A team of the University of Oulu, Finlandhas identified a mechanism in human brain which acts as a “sewer system” during sleep. The finding, described in two studies published in Advanced Science and PNASoffers a new perspective on how the brain eliminates waste while the body rests. During sleep, the brain activates a kind of biological “sewer system” that facilitates the circulation of fluids and the elimination of metabolic waste.
Although this is a metaphorical comparison, it helps to understand a complex physiological process that until now has not been observed with this level of detail. The key to progress lies in a ultrafast magnetic resonance imaging technique developed by the Oulu functional neuroimaging group. This system allows us to follow the movement of water molecules in the cerebrospinal fluid in just five minutes and without the need to use contrast agents. Thanks to this, researchers have been able to measure more precisely how brain flows vary between waking and sleeping states.
The brain eliminates waste during sleep
According to the US National Institutes of Health (NIH), “while you sleep, your brain works. For example, Sleep helps prepare your brain to learn, remember and create. The brain has a drainage system that eliminates toxins during sleep.
The researchers verified that, during sleep, the natural pulsations that drive the movement of blood and cerebrospinal fluid modify their behavior. Specifically, respiratory pulsations and vasomotor waveswhich contribute to the internal transport of fluids in the brain, intensify, while the cardiac ones reduce their rate. This readjustment seems to promote more efficient filtration of water in the brain tissue.
This change is not minor, since it indicates that the sleeping brain reorganizes part of its activity to optimize your own debugging process. As blood vessels dilate and blood pressure decreases, the propagation of certain internal waves increases in speed. According to the Finnish team, this phenomenon coincides with a phase of greater efficiency in the elimination of waste substances accumulated during neuronal activity.
He Professor Vesa Kiviniemi, responsible for the studyexplained that during sleep “vasomotor waves, in particular, slow pulsations below 0.1 hertz, begin to locally influence not only the movement of fluids, but also the electrical activity of the brain.” In these regions, the brain’s “cleaning rate” increases markedly during sleep. The inverse relationship between heart rate and electrical activity not only challenges traditional conceptions of how the brain functions at rest, but also raises new questions about its potential implications for long-term brain health.
One of the applications proposed by researchers is brain aging monitoring.
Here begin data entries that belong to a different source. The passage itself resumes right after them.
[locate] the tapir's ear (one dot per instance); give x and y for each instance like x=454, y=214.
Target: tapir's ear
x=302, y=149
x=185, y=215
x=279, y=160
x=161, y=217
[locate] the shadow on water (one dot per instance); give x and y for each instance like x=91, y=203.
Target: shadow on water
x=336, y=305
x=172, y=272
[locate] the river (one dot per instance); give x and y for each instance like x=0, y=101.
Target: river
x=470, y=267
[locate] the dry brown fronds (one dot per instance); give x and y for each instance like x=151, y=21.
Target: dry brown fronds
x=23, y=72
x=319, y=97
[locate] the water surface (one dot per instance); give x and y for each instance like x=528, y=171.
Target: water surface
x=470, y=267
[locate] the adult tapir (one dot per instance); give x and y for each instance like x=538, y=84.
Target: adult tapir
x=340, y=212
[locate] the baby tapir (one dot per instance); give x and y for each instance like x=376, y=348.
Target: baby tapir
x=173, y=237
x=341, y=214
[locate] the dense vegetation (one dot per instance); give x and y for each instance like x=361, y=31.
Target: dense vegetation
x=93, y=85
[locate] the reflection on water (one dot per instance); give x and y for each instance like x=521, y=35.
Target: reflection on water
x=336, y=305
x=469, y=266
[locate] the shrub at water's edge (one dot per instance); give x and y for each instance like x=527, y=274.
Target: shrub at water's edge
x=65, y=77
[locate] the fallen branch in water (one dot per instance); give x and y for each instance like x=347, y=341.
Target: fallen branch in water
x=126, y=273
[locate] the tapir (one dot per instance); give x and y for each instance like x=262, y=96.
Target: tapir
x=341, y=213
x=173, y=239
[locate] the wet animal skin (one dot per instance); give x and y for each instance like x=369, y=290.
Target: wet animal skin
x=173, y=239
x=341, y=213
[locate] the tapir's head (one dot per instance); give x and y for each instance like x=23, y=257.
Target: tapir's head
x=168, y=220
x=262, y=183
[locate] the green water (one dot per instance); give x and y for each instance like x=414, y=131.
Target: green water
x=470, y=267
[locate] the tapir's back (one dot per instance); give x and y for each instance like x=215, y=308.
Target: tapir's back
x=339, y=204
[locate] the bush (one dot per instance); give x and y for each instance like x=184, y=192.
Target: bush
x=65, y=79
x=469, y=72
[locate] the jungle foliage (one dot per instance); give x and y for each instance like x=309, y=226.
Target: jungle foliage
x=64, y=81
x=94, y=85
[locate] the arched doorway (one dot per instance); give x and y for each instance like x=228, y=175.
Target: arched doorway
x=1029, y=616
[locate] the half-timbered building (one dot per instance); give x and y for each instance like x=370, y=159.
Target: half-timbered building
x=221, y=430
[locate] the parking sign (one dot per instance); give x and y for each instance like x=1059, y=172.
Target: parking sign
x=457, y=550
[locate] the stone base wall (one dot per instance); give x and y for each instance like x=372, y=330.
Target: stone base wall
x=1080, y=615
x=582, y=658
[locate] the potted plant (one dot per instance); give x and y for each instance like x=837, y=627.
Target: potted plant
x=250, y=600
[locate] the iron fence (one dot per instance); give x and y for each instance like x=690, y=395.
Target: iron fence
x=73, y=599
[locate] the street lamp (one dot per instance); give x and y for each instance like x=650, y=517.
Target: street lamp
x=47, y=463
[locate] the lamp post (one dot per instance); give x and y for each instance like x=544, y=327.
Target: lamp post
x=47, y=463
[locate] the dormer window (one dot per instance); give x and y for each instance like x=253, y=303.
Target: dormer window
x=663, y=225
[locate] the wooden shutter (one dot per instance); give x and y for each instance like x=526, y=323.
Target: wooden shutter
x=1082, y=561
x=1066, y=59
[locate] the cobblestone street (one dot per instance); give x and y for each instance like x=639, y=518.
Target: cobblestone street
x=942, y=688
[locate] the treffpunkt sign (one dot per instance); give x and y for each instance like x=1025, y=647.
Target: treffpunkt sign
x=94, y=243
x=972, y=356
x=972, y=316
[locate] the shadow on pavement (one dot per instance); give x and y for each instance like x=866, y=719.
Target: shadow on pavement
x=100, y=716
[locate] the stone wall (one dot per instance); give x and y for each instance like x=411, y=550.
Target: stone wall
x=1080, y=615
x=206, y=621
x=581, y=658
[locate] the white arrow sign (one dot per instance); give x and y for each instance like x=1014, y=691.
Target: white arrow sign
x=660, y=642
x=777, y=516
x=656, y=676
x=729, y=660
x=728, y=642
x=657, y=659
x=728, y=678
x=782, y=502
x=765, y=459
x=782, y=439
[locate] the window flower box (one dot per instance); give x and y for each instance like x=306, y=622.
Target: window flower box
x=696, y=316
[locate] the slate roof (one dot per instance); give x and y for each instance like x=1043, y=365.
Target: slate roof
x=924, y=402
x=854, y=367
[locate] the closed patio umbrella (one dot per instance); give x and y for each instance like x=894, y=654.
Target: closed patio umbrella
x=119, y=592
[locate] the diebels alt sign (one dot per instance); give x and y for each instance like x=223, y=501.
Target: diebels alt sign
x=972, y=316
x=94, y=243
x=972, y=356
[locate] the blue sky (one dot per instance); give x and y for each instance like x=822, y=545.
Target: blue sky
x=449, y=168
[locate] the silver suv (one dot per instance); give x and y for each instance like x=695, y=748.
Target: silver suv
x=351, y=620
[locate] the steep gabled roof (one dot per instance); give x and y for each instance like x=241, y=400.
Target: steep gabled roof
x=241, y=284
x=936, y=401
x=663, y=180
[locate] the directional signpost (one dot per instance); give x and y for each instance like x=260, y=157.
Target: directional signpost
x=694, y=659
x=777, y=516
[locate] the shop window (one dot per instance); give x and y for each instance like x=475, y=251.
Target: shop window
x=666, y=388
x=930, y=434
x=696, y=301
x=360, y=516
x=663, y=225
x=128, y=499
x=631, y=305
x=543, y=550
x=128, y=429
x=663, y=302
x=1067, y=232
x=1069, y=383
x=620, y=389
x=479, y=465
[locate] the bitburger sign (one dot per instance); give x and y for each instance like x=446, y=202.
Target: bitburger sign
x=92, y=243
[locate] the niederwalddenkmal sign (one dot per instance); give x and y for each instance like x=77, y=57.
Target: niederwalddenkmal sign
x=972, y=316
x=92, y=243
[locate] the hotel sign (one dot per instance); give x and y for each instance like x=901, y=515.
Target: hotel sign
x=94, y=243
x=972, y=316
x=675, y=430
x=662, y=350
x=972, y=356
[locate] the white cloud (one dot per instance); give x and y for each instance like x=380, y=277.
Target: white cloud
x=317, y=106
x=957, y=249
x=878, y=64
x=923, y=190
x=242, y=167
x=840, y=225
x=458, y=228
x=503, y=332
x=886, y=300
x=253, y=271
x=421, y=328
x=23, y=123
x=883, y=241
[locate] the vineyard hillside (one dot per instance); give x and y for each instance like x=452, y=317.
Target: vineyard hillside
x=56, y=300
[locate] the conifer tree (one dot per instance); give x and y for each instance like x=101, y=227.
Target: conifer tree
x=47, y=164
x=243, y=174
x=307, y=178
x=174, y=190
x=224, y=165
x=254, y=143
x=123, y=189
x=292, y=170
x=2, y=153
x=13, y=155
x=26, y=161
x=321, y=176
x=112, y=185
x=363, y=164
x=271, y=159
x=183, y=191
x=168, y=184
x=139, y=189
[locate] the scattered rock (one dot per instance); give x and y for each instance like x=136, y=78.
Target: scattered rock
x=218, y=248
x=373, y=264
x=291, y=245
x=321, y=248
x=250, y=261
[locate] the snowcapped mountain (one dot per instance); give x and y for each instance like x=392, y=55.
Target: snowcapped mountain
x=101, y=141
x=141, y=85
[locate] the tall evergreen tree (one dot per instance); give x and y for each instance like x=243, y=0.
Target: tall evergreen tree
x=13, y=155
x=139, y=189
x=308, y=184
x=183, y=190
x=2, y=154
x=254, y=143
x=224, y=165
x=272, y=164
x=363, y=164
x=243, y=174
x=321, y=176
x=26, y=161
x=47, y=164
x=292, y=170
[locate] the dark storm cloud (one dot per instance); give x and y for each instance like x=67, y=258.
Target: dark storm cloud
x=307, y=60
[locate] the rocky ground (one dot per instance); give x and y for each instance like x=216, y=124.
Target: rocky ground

Available data indicate that the efficiency of cerebrospinal fluid circulation decreases with age, promoting waste accumulation and cognitive decline. Kiviniemi noted: ‘New measurement methods open the possibility of monitoring (and in the future, potentially treating) age-related changes in cerebrospinal fluid dynamics2.
In the technological field, the Oulu team has also developed portable devices capable of record brain electrical activity and blood flow during sleepwhich allows evaluating brain clearance without the need to resort to magnetic resonance imaging. The measurements obtained with this technology show high agreement with the results of imaging examinations, suggesting its possible incorporation into clinical settings and routine diagnostics in the near future.
Investigation
Their first study, published in February, evaluated the ability of their technique to magnetic resonance encephalography to record changes in pulse and fluid flow in the brains of 22 volunteers, both during sleep and wakefulness. The second work, published in March in Proceedings of the National Academy of Sciencescombined these resonance methods with monitoring of level-dependent blood oxygenation, cranial fluid flows, as well as infrared monitoring and real-time DC-EEG, analyzing sleep and wake patterns in 24 volunteers.
The entire process can be completed in about five minutes, although for each volunteer approximately 46 minutes of wakefulness and about an hour of sleep in different states. Kiviniemi’s team observed that the intense directional flow to neurons during wakefulness changed when the 24 young, healthy volunteers slept. “During sleep these interactions changed so that the directionality of the network was lost and the interactions became more bidirectional,” they noted in their second study. This increase in bidirectionality was especially evident in brain regions related to sensory function and cognitive processes, such as the posterior insula, thalamus, and superior cerebellum.